No responses were seen in the 11 patients treated at 3 mg/m(2)/day. One partial response (PR) and 1 clinical response (CLR) were reported among 15 patients who received topotecan at 3.5 mg/m(2)/day. No dose-limiting toxicity was observed. Principal nondose-limiting toxicities were hematologic and gastrointestinal. The 2- and 5-year event-free survival rates were low, 7% and 4%, respectively, but the 2- and 5-year overall survival rates were 44% and 22%, respectively.
Topotecan at dose of 3.5 mg/m(2)/day can be safely administered upfront to newly diagnosed patients without excessive toxicity. Insufficient activity was seen with topotecan in this schedule to warrant further studies in osteosarcoma. The combination of ICE and CD was tolerable when delivered after initial topotecan therapy.

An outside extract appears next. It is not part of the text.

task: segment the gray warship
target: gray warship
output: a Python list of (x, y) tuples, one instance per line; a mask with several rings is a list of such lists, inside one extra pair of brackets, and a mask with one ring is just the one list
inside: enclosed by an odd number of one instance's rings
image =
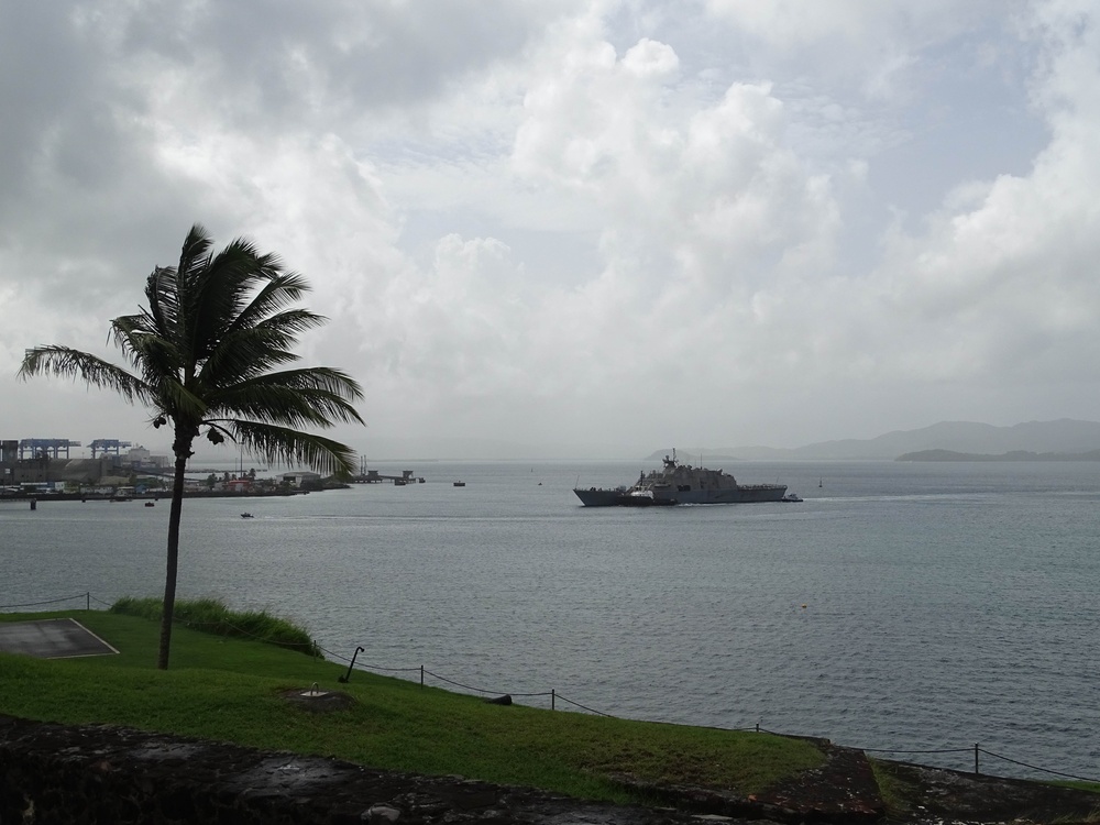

转移性骨肉瘤患者预后较差。本研究的目的是确定拓扑替康(每日×5)对新诊断的转移性骨肉瘤患者的抗肿瘤活性和毒性,随后进行化疗(异环磷酰胺、卡铂、依托泊苷[ICE],与顺铂和多柔比星交替使用[CD])。
符合条件的患者为新诊断的(年龄≤30岁)、患有广泛转移性疾病(原发性且≥5个肺结节和/或骨转移)、肝、肾和心功能正常的患者。如果患者在标准化疗后有反应,则有资格接受进一步的拓扑替康治疗。共纳入28例患者。17例仅发生肺转移,11例发生骨转移或多部位转移。在纳入的28例患者中,27例可评估反应情况。采用了有限的剂量递增方案。
11例接受3mg/m²/天治疗的患者未出现反应。15例接受3.5mg/m²/天拓扑替康治疗的患者中,报告了1例部分缓解(PR)和1例临床缓解(CLR)。未观察到剂量限制性毒性。主要的非剂量限制性毒性为血液学和胃肠道毒性。2年和5年无事件生存率较低,分别为7%和4%,但2年和5年总生存率分别为44%和22%。
3.5mg/m²/天剂量的拓扑替康可安全地预先给予新诊断的患者,且无过度毒性。在此方案中,拓扑替康的活性不足,不值得在骨肉瘤中进一步研究。初始拓扑替康治疗后给予ICE和CD联合方案是可耐受的。